Monitor access review findings

  • 4 minutes

Microsoft Entra ID simplifies how enterprises manage access to groups and applications with Microsoft Entra access reviews. Other Microsoft Online Services such as Microsoft 365 can also be managed with Microsoft Entra access reviews.

Perform access review using My Apps

You can start the Access Review process from the notification email or by going directly to the site.

  1. Email:

    Screenshot that shows an example email from Microsoft to review access to a group.

  2. Select the Start review link to open the access review.

  3. If you don't have the email, you can find your pending access reviews by following these steps:

    1. Sign in to the My Apps portal at https://myapps.microsoft.com.

    2. In the upper-right corner of the page, select the user next to your name and default organization. If more than one organization is listed, select the organization that requested an access review.

    3. Select the Access reviews tile to see a list of pending access reviews.

      Important

      If the Access reviews tile isn't visible, there are no access reviews to perform for that organization and no action is needed at this time.

    4. Select the Begin review link for the access review you want to perform.

Once you have opened the access review, you see the names of users who need to have their access reviewed.

There are two ways that you can approve or deny access:

  • You can approve or deny access for one or more users 'manually' by choosing the appropriate action for each user request.
  • You can accept the system recommendations.

Approve or deny access for one or more users

  1. Review the list of users and decide whether to approve or deny their continued access.

    • To approve or deny access for a single user, select the row to open a window to specify the action to take.
    • To approve or deny access for multiple users, add check marks next to the users and then select the Review X user(s) button to open a window to specify the action to take.

  2. Select Approve or Deny.

    Note

    If you are unsure, you can select "Don't know" and the user gets to keep their access and your choice is recorded in the audit logs.

  3. The administrator of the access review can require that you supply a reason in the Reason box for your decision.
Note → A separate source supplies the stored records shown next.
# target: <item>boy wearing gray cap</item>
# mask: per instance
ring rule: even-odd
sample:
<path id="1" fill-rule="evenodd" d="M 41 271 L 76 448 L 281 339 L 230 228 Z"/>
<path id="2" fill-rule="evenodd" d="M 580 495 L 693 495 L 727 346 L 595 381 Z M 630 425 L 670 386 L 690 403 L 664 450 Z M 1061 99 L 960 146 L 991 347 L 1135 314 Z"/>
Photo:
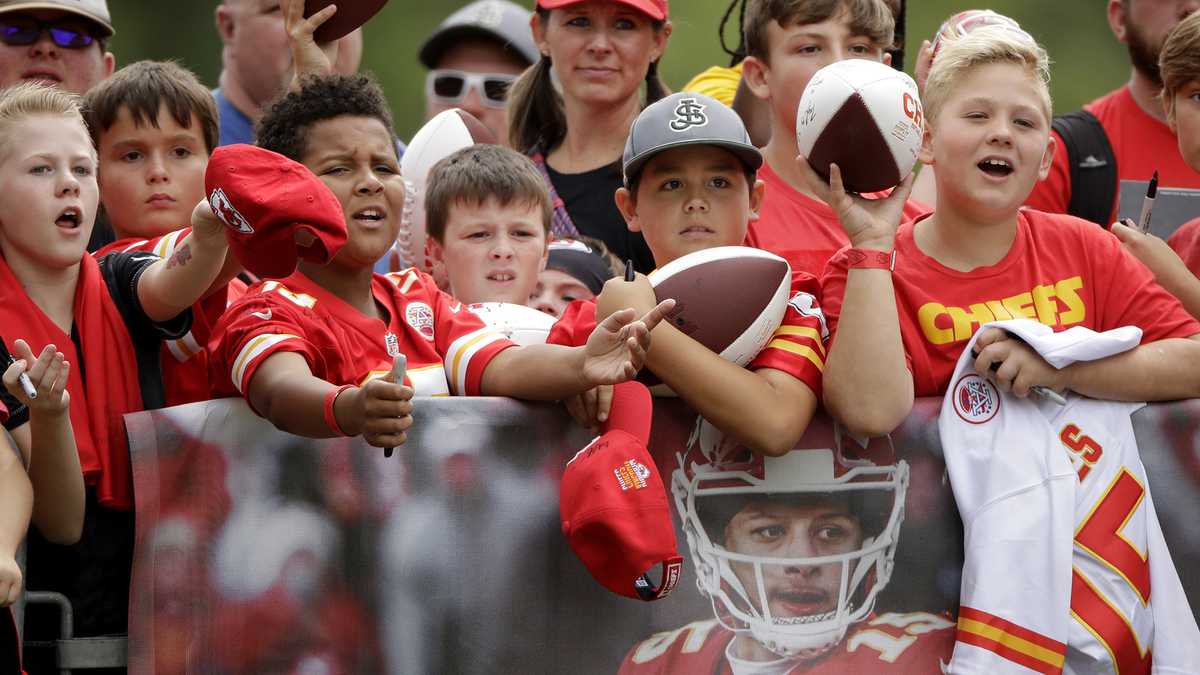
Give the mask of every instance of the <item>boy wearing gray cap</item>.
<path id="1" fill-rule="evenodd" d="M 113 72 L 105 0 L 0 0 L 0 88 L 40 81 L 82 96 Z"/>
<path id="2" fill-rule="evenodd" d="M 761 165 L 737 113 L 702 94 L 674 94 L 634 121 L 617 206 L 629 229 L 645 236 L 659 267 L 695 251 L 741 245 L 762 203 Z M 783 322 L 746 368 L 667 321 L 653 331 L 646 368 L 733 440 L 756 453 L 782 455 L 808 427 L 821 390 L 827 330 L 818 291 L 815 277 L 793 272 Z M 550 341 L 576 344 L 598 317 L 656 302 L 642 275 L 632 283 L 610 281 L 595 303 L 571 305 Z"/>

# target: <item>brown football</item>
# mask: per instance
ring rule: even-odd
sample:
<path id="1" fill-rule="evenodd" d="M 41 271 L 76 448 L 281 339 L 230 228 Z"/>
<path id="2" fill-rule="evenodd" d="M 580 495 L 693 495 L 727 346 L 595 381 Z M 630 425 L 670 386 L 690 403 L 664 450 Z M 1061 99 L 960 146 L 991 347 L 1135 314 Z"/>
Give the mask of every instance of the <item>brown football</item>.
<path id="1" fill-rule="evenodd" d="M 383 9 L 387 0 L 305 0 L 304 16 L 312 16 L 333 4 L 337 5 L 337 13 L 313 34 L 317 42 L 332 42 L 349 35 Z"/>

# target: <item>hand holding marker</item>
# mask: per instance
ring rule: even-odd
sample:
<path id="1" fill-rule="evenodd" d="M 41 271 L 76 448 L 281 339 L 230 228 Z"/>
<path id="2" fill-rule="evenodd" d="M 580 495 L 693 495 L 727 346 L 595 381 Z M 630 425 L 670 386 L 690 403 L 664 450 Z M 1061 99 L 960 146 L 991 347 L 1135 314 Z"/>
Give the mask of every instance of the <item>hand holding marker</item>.
<path id="1" fill-rule="evenodd" d="M 16 363 L 17 360 L 8 351 L 8 345 L 4 344 L 4 338 L 0 338 L 0 360 L 4 361 L 4 366 L 7 368 Z M 17 376 L 17 382 L 21 383 L 21 389 L 25 391 L 25 395 L 31 399 L 37 398 L 37 389 L 34 388 L 33 382 L 29 379 L 29 375 L 22 372 Z"/>
<path id="2" fill-rule="evenodd" d="M 1142 200 L 1142 213 L 1138 216 L 1137 229 L 1142 234 L 1150 232 L 1150 214 L 1154 210 L 1154 197 L 1158 194 L 1158 172 L 1150 178 L 1150 185 L 1146 187 L 1146 198 Z"/>
<path id="3" fill-rule="evenodd" d="M 392 382 L 395 382 L 396 384 L 399 384 L 399 385 L 403 385 L 404 384 L 404 371 L 406 371 L 407 369 L 408 369 L 408 357 L 405 356 L 404 354 L 397 356 L 396 359 L 394 361 L 392 361 Z M 383 456 L 391 457 L 392 453 L 395 451 L 396 451 L 395 448 L 384 448 Z"/>

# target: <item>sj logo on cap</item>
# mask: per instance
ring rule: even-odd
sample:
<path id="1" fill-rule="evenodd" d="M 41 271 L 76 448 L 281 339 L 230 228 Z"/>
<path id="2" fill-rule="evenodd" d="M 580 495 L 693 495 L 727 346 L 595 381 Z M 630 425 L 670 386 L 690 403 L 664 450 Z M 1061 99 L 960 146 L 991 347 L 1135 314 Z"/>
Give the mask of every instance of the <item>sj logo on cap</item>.
<path id="1" fill-rule="evenodd" d="M 245 216 L 233 208 L 229 197 L 221 188 L 212 191 L 212 194 L 208 197 L 208 205 L 212 207 L 213 213 L 217 214 L 217 217 L 221 219 L 222 223 L 225 223 L 226 227 L 242 234 L 254 234 L 254 228 L 250 227 L 250 221 L 246 220 Z"/>
<path id="2" fill-rule="evenodd" d="M 708 115 L 704 114 L 706 107 L 694 98 L 679 99 L 679 105 L 675 106 L 675 119 L 671 120 L 671 131 L 687 131 L 708 124 Z"/>
<path id="3" fill-rule="evenodd" d="M 621 466 L 613 469 L 617 483 L 622 490 L 641 490 L 646 487 L 646 479 L 650 477 L 650 469 L 636 459 L 627 459 Z"/>

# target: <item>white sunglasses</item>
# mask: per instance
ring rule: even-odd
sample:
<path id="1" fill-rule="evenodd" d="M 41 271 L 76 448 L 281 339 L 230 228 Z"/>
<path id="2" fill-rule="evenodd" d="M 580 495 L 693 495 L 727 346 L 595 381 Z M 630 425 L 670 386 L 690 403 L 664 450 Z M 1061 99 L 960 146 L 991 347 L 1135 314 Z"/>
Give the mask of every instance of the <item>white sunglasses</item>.
<path id="1" fill-rule="evenodd" d="M 429 71 L 425 78 L 425 95 L 432 101 L 456 105 L 462 103 L 467 92 L 474 89 L 479 100 L 489 108 L 503 108 L 508 87 L 516 80 L 515 75 L 505 73 L 468 73 L 462 70 L 438 69 Z"/>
    • Even when a reason is not required. You can still provide a reason for your decision and the information that you include will be available to other reviewers.

  4. Once you have specified the action to take, select Save.

    • If a user is denied access, they aren't removed immediately. They are removed when the review period has ended. Or when an administrator stops the review if Auto apply is enabled.
    • If there are multiple reviewers, the last submitted response is recorded. Consider an example where an administrator designates two reviewers – Alice and Bob. Alice opens the access review first and approves a user's access request. Before the review period ends, Bob opens the access review and denies access on the same request previously approved by Alice. The last decision denying the access is the response that gets recorded.

Approve or deny access based on recommendations

To make access reviews easier and faster for you, we also provide recommendations that you can accept with a single acceptance. The recommendations are generated based on the user's sign-in activity.

  1. In the blue bar at the bottom of the page, select Accept recommendations. You see a summary of the recommended actions.
  2. Select Ok to accept the recommendations.